Harmonizing tax systems: KU economist advises EU Parliament

[Translate to Englisch:] Prof. Dr. Dominika Langenmayr
© Christian Klenk/AdobeStock [M]

KU economist Prof. Dr. Dominika Langenmayr has given recommendations for harmonizing tax policies in the member states of the European Union as an academic expert in a hearing of the EU Parliament. The holder of the Chair of Economics/Public Finance at the KU Ingolstadt School of Management discussed the challenges posed by the co-existence of 27 different national tax systems within the EU with members of parliament. She advocated standardizing the rules for calculating the tax base for all companies in the EU.

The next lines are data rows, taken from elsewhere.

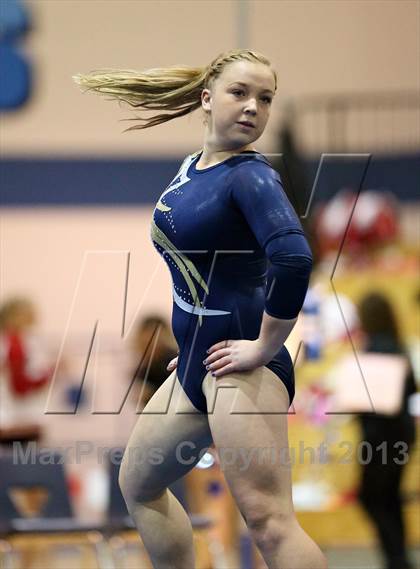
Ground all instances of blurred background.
[0,0,420,569]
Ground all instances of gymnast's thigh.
[203,366,293,517]
[120,370,212,492]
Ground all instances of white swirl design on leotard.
[150,152,230,326]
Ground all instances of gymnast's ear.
[201,89,211,111]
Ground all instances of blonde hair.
[73,49,277,132]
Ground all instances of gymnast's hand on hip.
[166,356,178,371]
[203,339,274,377]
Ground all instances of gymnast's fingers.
[207,340,232,354]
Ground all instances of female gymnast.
[74,49,327,569]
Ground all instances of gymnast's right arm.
[230,162,312,357]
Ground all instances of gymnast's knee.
[245,508,297,553]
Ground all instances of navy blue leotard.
[151,151,312,413]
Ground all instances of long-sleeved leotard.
[151,151,312,413]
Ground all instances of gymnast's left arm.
[231,163,312,357]
[206,163,312,376]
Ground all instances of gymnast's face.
[201,61,275,150]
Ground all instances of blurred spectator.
[0,297,54,444]
[132,314,178,406]
[359,292,416,569]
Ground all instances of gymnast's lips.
[238,121,255,128]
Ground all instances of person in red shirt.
[0,297,54,444]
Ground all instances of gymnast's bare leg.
[120,371,212,569]
[203,367,327,569]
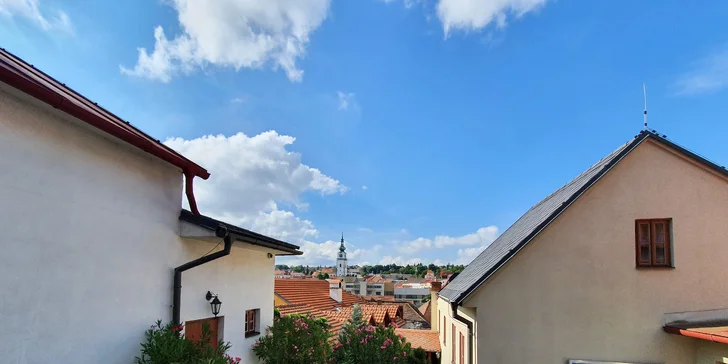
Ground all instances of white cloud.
[165,131,347,244]
[0,0,73,33]
[336,91,359,111]
[121,0,330,82]
[398,225,498,255]
[437,0,546,36]
[455,245,487,264]
[674,46,728,95]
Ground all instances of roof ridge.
[440,130,656,302]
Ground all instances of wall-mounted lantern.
[205,291,222,317]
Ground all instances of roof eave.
[179,209,303,256]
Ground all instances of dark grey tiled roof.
[440,132,644,303]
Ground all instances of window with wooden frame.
[245,308,260,337]
[450,324,455,364]
[442,316,447,346]
[634,219,672,268]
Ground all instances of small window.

In recent years, European initiatives on corporate taxation have focused in particular on combating tax avoidance. These activities were curbed with the introduction of the global minimum tax. The EU now wants to focus more on removing tax obstacles in the internal market. At the hearing of the Committee on Fiscal Affairs (FISC) on February 13, 2024, entitled "Combating tax obstacles in the internal market and the role of tax policy in promoting economic growth", Professor Langenmayr explained that taxable profits are calculated according to different rules in each country. She suggested that in the long term, the aim would have to be to standardize these rules: "No matter in which EU country, companies would calculate their tax base according to uniform rules. Like this, it would be easier to invest across borders."

At the same time, such a system could give member states the leeway to grant additional deductions in order to promote investment in their preferred sectors. "While such additional tax incentives would have to comply with state aid rules, member states would retain the flexibility to use the tax system to provide incentives in line with their national policy objectives." Langenmayr is certain that small and medium-sized enterprises in particular would benefit enormously from such a procedure: "These smaller companies do not have large specialized tax departments and the fixed costs are more significant for them when it comes to understanding a new tax system in another country."

According to Langenmayr, a uniform corporate tax base could therefore facilitate the economic integration of the member states into the EU and thus strengthen economic growth in the Union. The EU's current proposal to standardize tax rules only for large corporations, on the other hand, falls short of achieving these goals, according to the economist: "The introduction of separate tax rules for large multinationals is hardly a simplification of the tax system. The aim of having common rules for determining the tax base is commendable. However, these rules should apply to all companies in the EU instead of having a second additional set of rules for some."

As the introduction of a uniform corporate tax base in all EU countries is a long-term project to remove barriers to the single market, Dominika Langenmayr also discussed reform options that could be implemented in the short term: On the one hand, she advocated cross-border loss compensation. Until now, it has hardly been possible for companies operating across borders to offset losses incurred abroad against domestic profits. This makes investing abroad less attractive. "A common approach to cross-border loss compensation could motivate companies to invest in projects in other countries that are risky but beneficial for the EU economy." She also advocated a simplification of the tax system. "With the global minimum tax, we now have a comprehensive measure against international tax avoidance. This makes some older measures aimed at curbing international profit shifting superfluous.  These could thus be abolished for companies that fall under the global minimum tax."

Other experts who took part in the European Parliament hearing were Prof. Dr. Jost Heckemeyer, Professor of Business Accounting and Corporate Taxation at the University of Kiel, Christian Kaeser, Head of the Global Tax Function at Siemens AG, and Dr. Enrico Letta, President of the Jacque Delors Institute.